The concept of liberalization must be understood in the context of liberalism, the dominant modern political philosophy. Liberalism first emerged in the 17th century as a challenge to the notion that monarchs had God-given, absolute authority. Thomas Hobbes defended absolute authority but grounded it not in divine will but rather in the hypothetical agreement of the subjects to yield entirely to a sovereign their natural rights to defend life and property.

John Locke rejected Hobbes's argument. While agreeing that governmental authority is indeed grounded in the consent of the governed, Locke held that people would leave the state of nature and set up a commonwealth only if they could thereby protect their natural rights to life, liberty, and property. Rather than cede their natural rights to a sovereign, the people became the sovereign by virtue of the social contract through which they established the commonwealth. Monarchs were no more than magistrates who could be removed by the sovereign people if they failed to protect natural rights.

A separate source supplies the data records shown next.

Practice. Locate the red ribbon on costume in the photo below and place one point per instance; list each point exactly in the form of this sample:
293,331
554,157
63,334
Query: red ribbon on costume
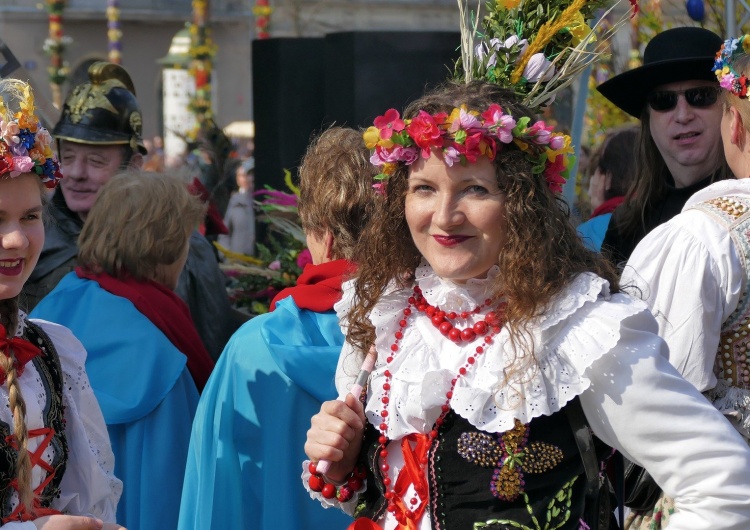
410,475
21,513
22,348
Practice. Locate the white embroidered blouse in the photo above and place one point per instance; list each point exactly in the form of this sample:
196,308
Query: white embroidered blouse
591,344
88,486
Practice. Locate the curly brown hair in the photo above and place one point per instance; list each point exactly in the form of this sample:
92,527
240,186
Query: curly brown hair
140,220
336,188
540,257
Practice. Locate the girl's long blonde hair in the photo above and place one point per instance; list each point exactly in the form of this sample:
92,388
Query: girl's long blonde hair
9,320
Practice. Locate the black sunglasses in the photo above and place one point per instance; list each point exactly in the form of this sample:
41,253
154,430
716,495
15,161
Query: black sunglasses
700,97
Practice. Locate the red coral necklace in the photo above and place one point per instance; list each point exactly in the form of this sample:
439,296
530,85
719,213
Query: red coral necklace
415,458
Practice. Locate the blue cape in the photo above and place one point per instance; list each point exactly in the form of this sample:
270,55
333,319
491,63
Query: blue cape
247,444
145,391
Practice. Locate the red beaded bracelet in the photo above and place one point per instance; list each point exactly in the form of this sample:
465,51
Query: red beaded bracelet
343,493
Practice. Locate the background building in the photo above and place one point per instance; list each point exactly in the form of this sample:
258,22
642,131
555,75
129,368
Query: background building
148,27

Jean-Jacques Rousseau, in turn, rejected Locke's emphasis on individual rights, returning instead to the Hobbesian concept of ceding natural rights to an absolute sovereign. But Rousseau also rejected Hobbes's idea of a sovereign separate from the people. He envisioned the whole people, acting together, a radically democratic polity in which individual rights had no place. Locke's liberalism was thus bracketed by two absolutisms.

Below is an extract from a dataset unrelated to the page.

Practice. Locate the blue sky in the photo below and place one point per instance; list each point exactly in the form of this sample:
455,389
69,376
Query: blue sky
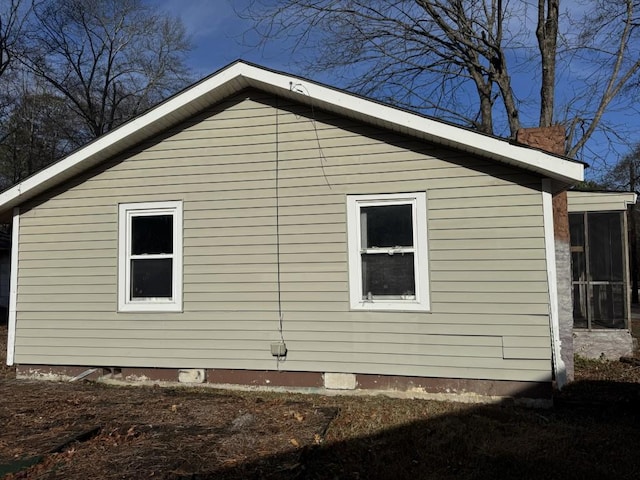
218,35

Liberalism after Locke remained committed to protecting individual liberty, but it left behind the conventional device of the social contract. From the late 18th through the 19th centuries, liberals developed the idea of utility, or usefulness, as the central tool for discerning the good. Jeremy Bentham produced the most systematic formulation of utilitarianism as a means of judging what is good and bad. Adam Smith developed the quintessential defense of the free market as the best way to maximize productivity in the economic sphere. John Stuart Mill, the most influential liberal of the 19th century, elaborated utilitarianism as the foundation for a classic defense of individual liberty as well as for the enfranchisement of workers and women in a representative government.

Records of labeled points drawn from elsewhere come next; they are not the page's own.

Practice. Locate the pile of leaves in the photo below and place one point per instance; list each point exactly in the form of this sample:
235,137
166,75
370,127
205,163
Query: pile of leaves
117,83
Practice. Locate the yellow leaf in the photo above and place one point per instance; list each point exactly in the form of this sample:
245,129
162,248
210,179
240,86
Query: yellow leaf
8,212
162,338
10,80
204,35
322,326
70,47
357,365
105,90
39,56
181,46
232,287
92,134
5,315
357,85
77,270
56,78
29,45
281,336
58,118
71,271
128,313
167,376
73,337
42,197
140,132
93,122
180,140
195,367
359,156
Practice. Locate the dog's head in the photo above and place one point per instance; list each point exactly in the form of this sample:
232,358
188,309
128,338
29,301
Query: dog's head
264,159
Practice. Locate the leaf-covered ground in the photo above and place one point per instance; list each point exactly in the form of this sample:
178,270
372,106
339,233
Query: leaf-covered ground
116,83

Liberalism began with the project of defending individual liberties against encroachment by the state. The American Declaration of Independence is a classic statement of that sort of liberalism. Increasingly, though, liberalism was also concerned with the growing problem of democracy. The American Constitution, taking the form of an explicit contract among the people to set up a government, is just as concerned with protection from majority tyranny as it is with guarding against individual or oligarchic despotism. And John Stuart Mill, for all his advocacy of expanded suffrage, feared the tyranny of an unenlightened mass.